GAGE had proposed an election arbitrated by a third party. Union elections are typically administered by the National Labor Relations Board (NLRB), but GAGE believed that an election arbitrated by a third party would insure greater security for graduate student unions. “Should we hold an election through the NLRB,” wrote Hailey Huget, a member of GAGE, in an email to the Voice, “there is a chance that Georgetown could seek to legally challenge the results of the election after the fact — and, in so doing, end up overturning the 2016 Columbia decision.” In a 2016 case involving Columbia University, the NLRB ruled that graduate students who work for their departments are employees. GAGE requested an election run by the American Arbitration Association, which administered the graduate student election at Cornell University.
The university expressed a commitment to GAGE to respect the results of an election, even if the NLRB reverses its position on graduate students. “Georgetown will respect our rights to vote for a union and, if the graduate workers vote in favor of unionization, collectively bargain a contract even if the NLRB reverses its earlier decision allowing graduate workers to unionize,” the GAGE organizing committee wrote to members in an email.
Organizers have been concerned that the labor board, under increasing pressure from the Trump administration, might reverse its Obama-era decision on graduate students before any unions are actually formed. “A few other universities, despite talking a big game of opposing the Trump administration and stuff, when their grad workers have tried to unionize they use these stall tactics, in the hopes that the administration would overturn our standing as workers,” Karen Rice, a fourth year doctoral student affiliated with GAGE, told the Voice on Dec. 4.

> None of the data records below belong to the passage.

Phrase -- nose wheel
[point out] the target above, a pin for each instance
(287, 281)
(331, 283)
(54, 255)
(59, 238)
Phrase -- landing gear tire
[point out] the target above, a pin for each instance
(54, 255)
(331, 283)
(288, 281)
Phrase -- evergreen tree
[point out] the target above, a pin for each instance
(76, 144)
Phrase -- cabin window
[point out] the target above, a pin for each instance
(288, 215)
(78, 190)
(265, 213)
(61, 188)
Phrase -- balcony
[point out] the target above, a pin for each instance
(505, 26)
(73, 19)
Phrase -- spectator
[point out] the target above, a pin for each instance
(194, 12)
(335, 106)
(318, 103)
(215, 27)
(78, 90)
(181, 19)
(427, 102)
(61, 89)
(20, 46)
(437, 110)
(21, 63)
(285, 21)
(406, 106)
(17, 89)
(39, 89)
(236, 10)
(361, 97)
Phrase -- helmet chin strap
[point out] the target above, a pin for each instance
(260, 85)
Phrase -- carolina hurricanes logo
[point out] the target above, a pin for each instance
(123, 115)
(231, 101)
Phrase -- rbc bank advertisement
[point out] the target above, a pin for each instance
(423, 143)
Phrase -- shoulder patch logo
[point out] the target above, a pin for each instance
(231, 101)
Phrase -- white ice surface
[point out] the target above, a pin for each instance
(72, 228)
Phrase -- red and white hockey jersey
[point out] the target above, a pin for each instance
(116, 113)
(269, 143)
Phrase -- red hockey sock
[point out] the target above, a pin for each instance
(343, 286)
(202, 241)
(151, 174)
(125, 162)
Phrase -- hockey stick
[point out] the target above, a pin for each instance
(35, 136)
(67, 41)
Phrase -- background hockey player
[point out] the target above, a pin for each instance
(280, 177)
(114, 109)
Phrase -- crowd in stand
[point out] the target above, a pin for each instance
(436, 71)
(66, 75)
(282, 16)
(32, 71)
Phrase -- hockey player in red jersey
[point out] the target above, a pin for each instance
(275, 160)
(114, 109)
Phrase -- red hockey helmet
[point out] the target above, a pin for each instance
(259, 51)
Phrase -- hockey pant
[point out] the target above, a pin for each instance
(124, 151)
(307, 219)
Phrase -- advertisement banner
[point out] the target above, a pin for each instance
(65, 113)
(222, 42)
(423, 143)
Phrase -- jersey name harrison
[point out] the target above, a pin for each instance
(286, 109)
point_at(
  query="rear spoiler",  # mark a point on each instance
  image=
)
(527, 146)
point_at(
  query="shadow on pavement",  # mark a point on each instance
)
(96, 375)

The university’s commitment has come after months of organizing by GAGE. Three months ago, the union asked for voluntary recognition from the university, claiming that over 50 percent of eligible graduate students had indicated their support for a union by signing cards and other documents. The administration declined in a letter, writing that the university’s relationship with graduate students is purely educational, and not one of employer and employee. The letter also expressed doubt that a union with a significant annual change in membership could be a stable bargaining unit.
The university has since emphasized that it has never voluntarily recognized unions that have only shown support through signed cards and forms. “All of Georgetown’s unions were selected through NLRB elections, which provide for a secret ballot and strict procedures to ensure that there is no employer or union coercion of voters,” a university webpage on unionization reads.
The university also said in the letter that the Georgetown Just Employment Policy, which assures that the administration will respect the right to unionize, does not apply to graduate students. In response, a majority of the Advisory Committee on Business Practices, which directs the university on the Just Employment Policy, resigned. The resigning members included three professors, three undergraduate students, and one staff member from the Kalmanovitz Initiative.
GAGE had been organizing this week to demand a response from administrators. “This latest announcement from the administration comes after a week of action in which graduate workers, together with alumni, undergraduates, university faculty and staff, and allies from the DC labor community, united to demand that President DeGioia live up to Georgetown’s values as a Catholic and Jesuit institution and respect the rights of graduate workers to unionize,” the organizing committee email reads. Organizers called and emailed the president’s office repeatedly, while planning an ironic awards ceremony for the administration outside the alumni association’s annual service recognition awards. After the commitment was given, GAGE cancelled the event.
“We have seen that the administration responds to collective action from us and from our supporters in the wider Georgetown and DC community,” GAGE wrote on its website. “Organizing works.”